A report published by BSC last month found the social investment market in the UK was worth at least £1.5bn, and Prior said there was growing use of approaches such as social impact bonds to help charities take up contracts with local authorities to tackle social problems.

In total, 31 SIBs (where investors get repaid once the interventions have been successful) have been issued in the UK across areas such as homelessness, looked-after children, social isolation and supporting people with long-term conditions.

Speaking to PF just four weeks after taking up the post at BSC, Prior said these had shown “particularly good potential” to protect against harm that would otherwise cost the public sector more in the future.

“Government agencies don’t have the potential to put that preventative activity in place because they would have to double run [with existing provision], so bringing in a social investor can take some of the risk of that and allow charities and social enterprises to use innovative approaches to achieve that preventative goal,” he said. “And we are now seeing that.”

SIBs provide funding for charities to take on payment-by-results contracts with public bodies, and can be used to share the risk.

As the funding mechanism allows more charities to take on such work, Prior said he would expect to see both “standardisation and specialisation”, with models developed by social enterprises more widely adopted.

This could include service integration similar to the government’s Troubled Families Programme, which has seen local authorities and charities work to better integrate provision across areas including worklessness, family breakdown and poor educational attainment.

“As social investment gets understood across the whole of the sector there will probably be some very specialised areas,” Prior told PF.

“I think we all know, and local authorities certainly know, that a very small number of people have very intense multiples needs where conventional services which tend to be based in silos, simply don’t work, and there’s a lot of damage to the people involved and a lot of damage to the public purse.
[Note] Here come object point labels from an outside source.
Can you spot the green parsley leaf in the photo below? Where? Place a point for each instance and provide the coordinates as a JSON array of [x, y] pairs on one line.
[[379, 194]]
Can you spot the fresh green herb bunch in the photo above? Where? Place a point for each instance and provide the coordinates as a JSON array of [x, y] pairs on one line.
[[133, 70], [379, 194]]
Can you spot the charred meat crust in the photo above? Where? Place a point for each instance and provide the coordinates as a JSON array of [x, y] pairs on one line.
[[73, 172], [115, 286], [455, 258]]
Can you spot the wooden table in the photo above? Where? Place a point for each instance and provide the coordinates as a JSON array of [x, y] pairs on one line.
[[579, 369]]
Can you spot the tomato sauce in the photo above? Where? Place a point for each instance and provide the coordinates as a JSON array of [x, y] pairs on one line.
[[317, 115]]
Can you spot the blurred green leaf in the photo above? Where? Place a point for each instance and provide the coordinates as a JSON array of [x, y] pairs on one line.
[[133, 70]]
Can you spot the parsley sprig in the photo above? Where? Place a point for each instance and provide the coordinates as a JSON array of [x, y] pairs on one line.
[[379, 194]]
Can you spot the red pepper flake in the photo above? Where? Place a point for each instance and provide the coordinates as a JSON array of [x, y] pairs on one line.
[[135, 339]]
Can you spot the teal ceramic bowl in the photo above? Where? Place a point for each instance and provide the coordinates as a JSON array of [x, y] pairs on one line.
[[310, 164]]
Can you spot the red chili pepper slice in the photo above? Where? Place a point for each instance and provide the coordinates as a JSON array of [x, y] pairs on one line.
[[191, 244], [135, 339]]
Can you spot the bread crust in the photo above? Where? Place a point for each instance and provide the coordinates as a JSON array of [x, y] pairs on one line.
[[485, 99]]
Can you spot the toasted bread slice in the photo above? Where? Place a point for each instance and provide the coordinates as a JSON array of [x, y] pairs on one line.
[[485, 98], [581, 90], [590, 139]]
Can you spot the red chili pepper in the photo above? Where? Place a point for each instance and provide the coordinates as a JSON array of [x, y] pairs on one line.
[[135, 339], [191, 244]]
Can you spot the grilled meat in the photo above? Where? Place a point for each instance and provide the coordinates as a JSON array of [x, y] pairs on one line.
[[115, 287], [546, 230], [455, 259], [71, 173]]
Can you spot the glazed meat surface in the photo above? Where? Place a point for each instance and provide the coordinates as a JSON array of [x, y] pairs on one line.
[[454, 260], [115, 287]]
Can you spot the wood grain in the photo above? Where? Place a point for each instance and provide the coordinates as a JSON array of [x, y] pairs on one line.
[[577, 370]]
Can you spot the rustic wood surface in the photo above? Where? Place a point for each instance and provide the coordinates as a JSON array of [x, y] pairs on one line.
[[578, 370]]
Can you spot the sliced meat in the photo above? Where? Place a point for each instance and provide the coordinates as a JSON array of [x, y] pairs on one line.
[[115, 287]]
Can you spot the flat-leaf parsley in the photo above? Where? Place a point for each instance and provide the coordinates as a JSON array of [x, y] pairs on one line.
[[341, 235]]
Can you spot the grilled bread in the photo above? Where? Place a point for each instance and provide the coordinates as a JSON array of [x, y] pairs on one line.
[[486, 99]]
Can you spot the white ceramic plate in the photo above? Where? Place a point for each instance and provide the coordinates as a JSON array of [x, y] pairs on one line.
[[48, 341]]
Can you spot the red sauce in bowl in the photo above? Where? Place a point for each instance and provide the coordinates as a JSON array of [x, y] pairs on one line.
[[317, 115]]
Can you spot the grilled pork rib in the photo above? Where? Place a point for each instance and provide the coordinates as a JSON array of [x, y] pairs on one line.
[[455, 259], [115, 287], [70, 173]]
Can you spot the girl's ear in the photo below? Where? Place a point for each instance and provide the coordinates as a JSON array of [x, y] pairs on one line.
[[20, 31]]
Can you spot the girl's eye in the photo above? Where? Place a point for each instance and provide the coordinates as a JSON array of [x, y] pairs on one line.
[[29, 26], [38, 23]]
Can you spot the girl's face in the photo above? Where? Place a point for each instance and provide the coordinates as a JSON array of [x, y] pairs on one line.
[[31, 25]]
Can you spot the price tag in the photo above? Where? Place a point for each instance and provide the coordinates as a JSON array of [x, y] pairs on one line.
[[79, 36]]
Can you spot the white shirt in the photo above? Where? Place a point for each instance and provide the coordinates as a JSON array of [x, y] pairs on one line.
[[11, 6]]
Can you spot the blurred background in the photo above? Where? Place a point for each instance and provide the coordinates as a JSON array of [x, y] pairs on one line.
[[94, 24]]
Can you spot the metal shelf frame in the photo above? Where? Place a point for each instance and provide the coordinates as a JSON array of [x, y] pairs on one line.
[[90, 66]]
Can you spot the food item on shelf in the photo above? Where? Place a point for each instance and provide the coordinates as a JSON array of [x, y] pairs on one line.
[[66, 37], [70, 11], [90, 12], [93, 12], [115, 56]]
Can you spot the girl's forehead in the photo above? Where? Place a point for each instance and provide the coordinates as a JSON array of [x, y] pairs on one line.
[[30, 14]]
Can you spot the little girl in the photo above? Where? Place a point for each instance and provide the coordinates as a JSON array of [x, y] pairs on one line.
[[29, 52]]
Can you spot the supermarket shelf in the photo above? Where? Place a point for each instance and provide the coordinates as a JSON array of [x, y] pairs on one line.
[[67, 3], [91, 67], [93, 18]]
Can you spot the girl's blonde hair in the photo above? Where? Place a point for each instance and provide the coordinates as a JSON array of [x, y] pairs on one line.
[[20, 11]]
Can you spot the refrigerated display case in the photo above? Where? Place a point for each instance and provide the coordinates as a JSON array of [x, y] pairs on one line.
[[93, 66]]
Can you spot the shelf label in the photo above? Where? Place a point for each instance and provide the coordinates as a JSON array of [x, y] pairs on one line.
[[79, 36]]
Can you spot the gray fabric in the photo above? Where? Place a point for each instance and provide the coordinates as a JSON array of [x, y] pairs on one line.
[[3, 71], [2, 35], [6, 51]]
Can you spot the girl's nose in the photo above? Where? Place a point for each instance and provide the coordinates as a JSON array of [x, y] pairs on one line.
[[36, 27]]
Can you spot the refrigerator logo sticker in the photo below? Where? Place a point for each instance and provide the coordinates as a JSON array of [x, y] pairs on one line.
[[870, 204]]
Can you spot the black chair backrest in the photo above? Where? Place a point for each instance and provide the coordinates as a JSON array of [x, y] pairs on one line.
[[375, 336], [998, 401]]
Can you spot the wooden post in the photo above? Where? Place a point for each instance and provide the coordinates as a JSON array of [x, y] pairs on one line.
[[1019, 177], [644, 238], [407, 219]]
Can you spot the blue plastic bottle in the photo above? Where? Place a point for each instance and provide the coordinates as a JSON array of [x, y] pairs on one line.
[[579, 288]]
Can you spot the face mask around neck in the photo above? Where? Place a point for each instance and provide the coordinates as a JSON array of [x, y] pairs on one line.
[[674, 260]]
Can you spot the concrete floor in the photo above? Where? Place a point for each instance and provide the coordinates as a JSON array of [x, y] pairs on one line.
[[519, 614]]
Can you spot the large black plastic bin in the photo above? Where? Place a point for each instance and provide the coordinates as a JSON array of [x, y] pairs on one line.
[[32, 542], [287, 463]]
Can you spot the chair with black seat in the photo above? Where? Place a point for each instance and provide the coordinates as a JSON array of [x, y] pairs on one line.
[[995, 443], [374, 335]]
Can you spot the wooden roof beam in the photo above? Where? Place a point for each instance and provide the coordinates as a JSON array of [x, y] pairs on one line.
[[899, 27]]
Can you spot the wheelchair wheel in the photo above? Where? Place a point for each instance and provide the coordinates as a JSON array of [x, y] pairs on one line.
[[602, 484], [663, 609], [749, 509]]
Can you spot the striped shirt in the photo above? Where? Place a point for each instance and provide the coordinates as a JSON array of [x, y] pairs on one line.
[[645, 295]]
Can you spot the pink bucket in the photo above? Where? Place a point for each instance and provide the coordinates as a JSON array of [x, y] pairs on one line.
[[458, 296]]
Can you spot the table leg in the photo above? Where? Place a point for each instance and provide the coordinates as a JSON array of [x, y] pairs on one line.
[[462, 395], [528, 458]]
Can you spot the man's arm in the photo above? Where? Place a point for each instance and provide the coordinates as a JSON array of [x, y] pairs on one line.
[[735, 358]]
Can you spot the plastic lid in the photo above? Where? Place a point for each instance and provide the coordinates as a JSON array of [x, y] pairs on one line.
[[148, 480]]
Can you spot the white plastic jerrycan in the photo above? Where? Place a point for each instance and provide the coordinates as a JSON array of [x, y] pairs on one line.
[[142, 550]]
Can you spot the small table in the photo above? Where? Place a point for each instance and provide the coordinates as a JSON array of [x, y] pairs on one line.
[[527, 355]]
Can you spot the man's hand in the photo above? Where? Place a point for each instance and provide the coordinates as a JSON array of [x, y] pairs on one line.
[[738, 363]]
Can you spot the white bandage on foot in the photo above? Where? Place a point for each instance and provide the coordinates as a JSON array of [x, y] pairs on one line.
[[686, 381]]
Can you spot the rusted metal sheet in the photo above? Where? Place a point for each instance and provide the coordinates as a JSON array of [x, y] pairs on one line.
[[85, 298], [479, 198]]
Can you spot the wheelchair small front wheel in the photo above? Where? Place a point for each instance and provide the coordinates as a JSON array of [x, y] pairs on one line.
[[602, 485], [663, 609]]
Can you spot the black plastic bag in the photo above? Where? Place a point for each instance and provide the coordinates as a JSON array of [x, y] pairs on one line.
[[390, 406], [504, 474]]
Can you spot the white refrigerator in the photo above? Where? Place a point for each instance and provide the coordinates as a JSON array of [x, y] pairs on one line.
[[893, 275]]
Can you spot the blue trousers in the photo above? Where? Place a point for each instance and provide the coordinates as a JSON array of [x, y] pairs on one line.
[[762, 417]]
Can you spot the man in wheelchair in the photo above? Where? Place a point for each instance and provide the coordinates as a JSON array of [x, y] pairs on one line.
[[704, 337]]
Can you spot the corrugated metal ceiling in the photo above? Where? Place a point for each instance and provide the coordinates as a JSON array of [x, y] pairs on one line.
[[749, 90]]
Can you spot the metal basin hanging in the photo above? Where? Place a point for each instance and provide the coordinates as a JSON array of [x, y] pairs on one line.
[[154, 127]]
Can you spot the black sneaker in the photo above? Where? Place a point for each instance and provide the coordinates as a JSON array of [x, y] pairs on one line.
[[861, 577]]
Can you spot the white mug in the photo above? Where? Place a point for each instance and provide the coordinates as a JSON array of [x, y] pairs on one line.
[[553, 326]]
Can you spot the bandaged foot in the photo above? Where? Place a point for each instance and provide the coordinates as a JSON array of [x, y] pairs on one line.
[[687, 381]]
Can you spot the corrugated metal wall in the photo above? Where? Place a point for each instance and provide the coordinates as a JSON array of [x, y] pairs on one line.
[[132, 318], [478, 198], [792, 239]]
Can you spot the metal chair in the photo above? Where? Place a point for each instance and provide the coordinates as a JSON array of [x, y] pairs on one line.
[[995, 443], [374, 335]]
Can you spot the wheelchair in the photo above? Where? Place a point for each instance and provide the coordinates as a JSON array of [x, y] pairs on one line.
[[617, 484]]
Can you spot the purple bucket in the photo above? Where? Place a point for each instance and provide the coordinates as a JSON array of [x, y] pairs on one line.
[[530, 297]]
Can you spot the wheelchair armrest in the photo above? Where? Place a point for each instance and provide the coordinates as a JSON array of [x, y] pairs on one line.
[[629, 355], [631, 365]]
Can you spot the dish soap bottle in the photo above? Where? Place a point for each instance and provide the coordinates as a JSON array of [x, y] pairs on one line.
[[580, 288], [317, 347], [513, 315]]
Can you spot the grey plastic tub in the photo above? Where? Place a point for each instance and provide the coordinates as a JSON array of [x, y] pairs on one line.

That’s where you’d expect specialisation to be.”

Devolution could therefore allow local authorities to commission across a range of policy areas, Prior indicated. Deals reached so far have seen Greater Manchester take control of NHS spending to better integrate health and social care provision, and recent plans include localisation of spending around criminal justice including offender management. A series of other agreements have been reached with combined authorities around skills, transport and economic development.

“I think what‘s happening by way of devolution to localities could bring about a really big change, coupled with outcome-based finance approaches,” Prior added.

“It gives the opportunity to these authorities getting the devolution to pull together resources that otherwise would have been siloed, and that’s where you can get really great benefits.

“We know it works, the problem is always can you get enough different government agencies to agree to do this at one time. Perhaps with the new devolution arrangements, more of those are coming under a single banner is easier to make that happen.”

Setting out how the public service delivery role of charities and social enterprises could expand, Prior urged auditors to work with charities on ways to measure performance that would make outcome-based payments more robust. The third sector was getting better at assessing impact, with a number of international standards having been developed, but more needed to be done, he said.

“At the moment it is all very bespoke and manual. We need impact measurement to be of positive value and as economical as possible, rather than being a huge research project every time you do it, which is just going to be unaffordable.”